My teaching aims to empower students to shape their own learning, equip them with the tools and skills to do so, and see new possibilities to engage with, and ultimately change, the food system.

Courses

  • SOCI 388: The Sociology of Food and Eating

    Instructor (Fall 2024, Spring 2025)

    Department of Sociology
    University of Victoria

    This course will explore some of the ways to think sociologically about food, eating and agriculture, including socio-political, economic and ecological dynamics and how they intersect. Students will learn to understand and use concepts such as food system, foodscape, food justice, food security, and food sovereignty, and the ways that capitalism and colonialism shape food system dynamics. We will also explore debates and concepts related to food that have emerged in sociology, but that have broad applicability to other fields and to our lives as eaters, citizens and community members. Overall, this course gives students a starting point to think about the food on their plates in new ways, and the opportunity to explore ideas and concepts that excite them.

  • A garden bed of kale plants in the sun

    SOCI 437: Issues in Environmental Sociology and Climate Change: Sustainable Agri-Food System Transitions

    Instructor (Spring 2023)

    Department of Sociology
    University of Victoria

    Agri-food systems provide an ideal entry point to study environment and climate change issues from a sociological perspective, as they are shaped by ecological realities and societal structures while also being intimately linked to our daily lives and experiences.
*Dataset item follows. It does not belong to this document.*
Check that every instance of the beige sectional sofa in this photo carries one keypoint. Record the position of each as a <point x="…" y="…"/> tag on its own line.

What historical trajectories gave rise to the dominant industrial food system we see today? What are the different propositions for how to advance environmentally and climate-friendly agri-food systems, and how do they reflect distinct assumptions about power and societal change? How do agri-food systems link to struggles for environmental and climate justice? What can we (as individuals and collectives) do to advance sustainable agri-food system transitions in our own lives?

    This course will equip students to understand key debates, concepts and theories related to environmental and climate justice in agri-food systems. Together, we will examine how environmental injustices and unsustainability are produced by the dominant agri-food system, and key theories and proposals for pathways to agri-food system change.
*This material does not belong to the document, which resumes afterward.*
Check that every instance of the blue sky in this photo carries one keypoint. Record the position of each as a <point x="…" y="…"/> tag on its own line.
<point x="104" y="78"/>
  • A farm road amongst trees with a dog running in the distance

    LFS 250: Land, Food and Community I: Introduction to Food Systems and Sustainability

    Senior teaching assistant (2020-22)
    Teaching assistant (2014-16; 2019-20)
    Course coordinator (2015-16)

    Faculty of Land and Food Systems
    University of British Columbia

    Land, Food and Community I (LFS 250) is part of the Land, Food and Community (LFC) series – the academic core of all programs in the Faculty of Land and Food Systems. The objective of the LFC series is to create learning opportunities that encourage students to become citizens, professionals, and leaders who understand the opportunities and obstacles to creating regional, national and global food systems that are ecologically, socially and economically sustainable.

    In LFS 250, we begin the process of becoming food systems thinkers by analyzing global and regional food systems through theory and personal experience. By participating in interdisciplinary group work, students learn about complex food system issues and how their disciplines contribute to addressing food system sustainability, food security, and food sovereignty.


  • Red apples growing high on a tree against the backdrop of a blue sky

    LFS 350: Land, Food and Community II: Principles and Practice of Community Food Security

    Teaching assistant (2017)

    Faculty of Land and Food Systems
    University of British Columbia


    Land and Food Systems students who have completed the Land, Food and Community (LFC) core series are systems thinkers, able to work collaboratively in multicultural, inter- and trans- disciplinary teams to develop solutions for complex, multi-stakeholder issues related to food, health and the environment. Incorporating academic and community perspectives, they apply their knowledge in an environmentally, socially and economically sustainable manner to community food security challenges.

    In LFS 350, students have the opportunity to contribute to addressing issues of food system sustainability and community food security through collaboration with local and regional organizations.